Yes they can, until they will actually make a baby, and after that, it’s usually really hard to sell loving mother “deals” that will involve suffering of her child as the price, or abandon the child for the more “cute” toy, or persuade it to hotwire herself to not care about her child (if she is smart enough to realize the consequences).
Yes, once the caregiver has imprinted that’s sticky. Note that care drive surrogates like pets can be just as sticky to their human caregivers. Pet organ transplants are a thing and people will spend nearly arbitrary amounts of money caring for their animals.
But our current pets aren’t super-stimuli. Pets will poop on the floor, scratch up furniture and don’t fulfill certain other human wants. You can’t teach a dog to fish the way you can a child.
When this changes, real kids will be disappointing. Parents can have favorite children and those favorite children won’t be the human ones.
Superstimuli aren’t about changing your reward function but rather discovering a better way to fulfill your existing reward function. For all that ice cream is cheating from a nutrition standpoint it still tastes good and people eat it, no brain surgery required.

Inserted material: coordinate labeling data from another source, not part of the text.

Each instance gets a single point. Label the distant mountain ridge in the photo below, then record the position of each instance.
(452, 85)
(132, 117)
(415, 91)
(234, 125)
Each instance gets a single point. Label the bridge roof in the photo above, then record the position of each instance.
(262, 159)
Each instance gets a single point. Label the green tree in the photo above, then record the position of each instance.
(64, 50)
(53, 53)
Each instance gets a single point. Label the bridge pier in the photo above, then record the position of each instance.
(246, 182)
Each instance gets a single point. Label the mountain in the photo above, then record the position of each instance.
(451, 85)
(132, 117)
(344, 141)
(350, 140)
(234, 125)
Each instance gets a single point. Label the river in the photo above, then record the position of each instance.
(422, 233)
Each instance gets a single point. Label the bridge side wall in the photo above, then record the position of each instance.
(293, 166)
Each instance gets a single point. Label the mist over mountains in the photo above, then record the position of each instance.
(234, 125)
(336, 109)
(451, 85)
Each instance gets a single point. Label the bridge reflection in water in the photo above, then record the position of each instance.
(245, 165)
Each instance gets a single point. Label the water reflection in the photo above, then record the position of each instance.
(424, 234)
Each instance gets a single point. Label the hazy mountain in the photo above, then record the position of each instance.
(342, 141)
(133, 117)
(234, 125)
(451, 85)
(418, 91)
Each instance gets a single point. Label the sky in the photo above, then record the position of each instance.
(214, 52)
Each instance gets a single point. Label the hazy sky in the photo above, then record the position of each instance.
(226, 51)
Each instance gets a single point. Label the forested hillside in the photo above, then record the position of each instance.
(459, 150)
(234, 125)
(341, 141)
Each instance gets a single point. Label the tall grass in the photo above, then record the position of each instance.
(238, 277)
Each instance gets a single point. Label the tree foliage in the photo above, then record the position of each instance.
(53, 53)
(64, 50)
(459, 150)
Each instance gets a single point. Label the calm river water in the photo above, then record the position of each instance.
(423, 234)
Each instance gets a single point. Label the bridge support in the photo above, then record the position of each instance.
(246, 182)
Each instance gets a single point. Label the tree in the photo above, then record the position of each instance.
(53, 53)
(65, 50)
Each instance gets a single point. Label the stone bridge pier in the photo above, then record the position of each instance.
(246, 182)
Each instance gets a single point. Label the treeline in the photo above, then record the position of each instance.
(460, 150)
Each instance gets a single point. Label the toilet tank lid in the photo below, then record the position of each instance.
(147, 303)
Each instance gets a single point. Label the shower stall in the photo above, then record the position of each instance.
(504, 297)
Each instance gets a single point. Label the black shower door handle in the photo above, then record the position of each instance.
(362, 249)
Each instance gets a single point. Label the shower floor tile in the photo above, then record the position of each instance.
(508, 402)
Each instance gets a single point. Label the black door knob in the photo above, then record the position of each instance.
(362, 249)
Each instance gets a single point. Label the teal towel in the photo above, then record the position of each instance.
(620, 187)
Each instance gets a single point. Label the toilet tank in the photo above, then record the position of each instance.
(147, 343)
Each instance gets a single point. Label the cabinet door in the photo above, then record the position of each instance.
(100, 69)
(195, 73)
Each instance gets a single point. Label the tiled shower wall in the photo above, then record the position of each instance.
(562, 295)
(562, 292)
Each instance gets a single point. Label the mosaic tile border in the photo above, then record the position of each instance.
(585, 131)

Also consider that humans optimise their pets (neutering/spaying) and children in ways that the pets and children do not want. I expect some of the novel strategies your AI discovers will be things we do not want.
TLDR:If you want to do some RL/evolutionary open ended thing that finds novel strategies. It will get goodharted horribly and the novel strategies that succeed without gaming the goal may include things no human would want their caregiver AI to do.
Game playing RL architechtures like AlphaStart and OpenAI-Five have dead simple reward functions (win the game) and all the complexity is in the reinforcement learning tricks to allow efficient learning and credit assignment at higher layers.
So child rearing motivation is plausibly rooted in cuteness preference along with re-use of empathy. Empathy plausibly has a sliding scale of caring per person which increases for friendships (reciprocal cooperation relationships) and relatives including children obviously. Similar decreases for enemy combatants in wars up to the point they no longer qualify for empathy.
ASI will just flat out break your testing environment. Novel strategies discovered by dumb agents doing lots of exploration will be enough. Alternatively the test is “survive in competitive deathmatch mode” in which case you’re aiming for brutally efficient self replicators.
The hope with a non-RL strategy or one of the many sort of RL strategies used for fine tuning is that you can find the generalised core of what you want within the already trained model and the surrounding intelligence means the core generalises well. Q&A fine tuning a LLM in english generalises to other languages.
Also, some systems are architechted in such a way that the caring is part of a value estimator and the search process can be made better up till it starts goodharting the value estimator and/or world model.
Yes, once the caregiver has imprinted that’s sticky. Note that care drive surrogates like pets can be just as sticky to their human caregivers. Pet organ transplants are a thing and people will spend nearly arbitrary amounts of money caring for their animals.
But our current pets aren’t super-stimuli. Pets will poop on the floor, scratch up furniture and don’t fulfill certain other human wants. You can’t teach a dog to fish the way you can a child.
When this changes, real kids will be disappointing. Parents can have favorite children and those favorite children won’t be the human ones.
Superstimuli aren’t about changing your reward function but rather discovering a better way to fulfill your existing reward function. For all that ice cream is cheating from a nutrition standpoint it still tastes good and people eat it, no brain surgery required.
Also consider that humans optimise their pets (neutering/spaying) and children in ways that the pets and children do not want. I expect some of the novel strategies your AI discovers will be things we do not want.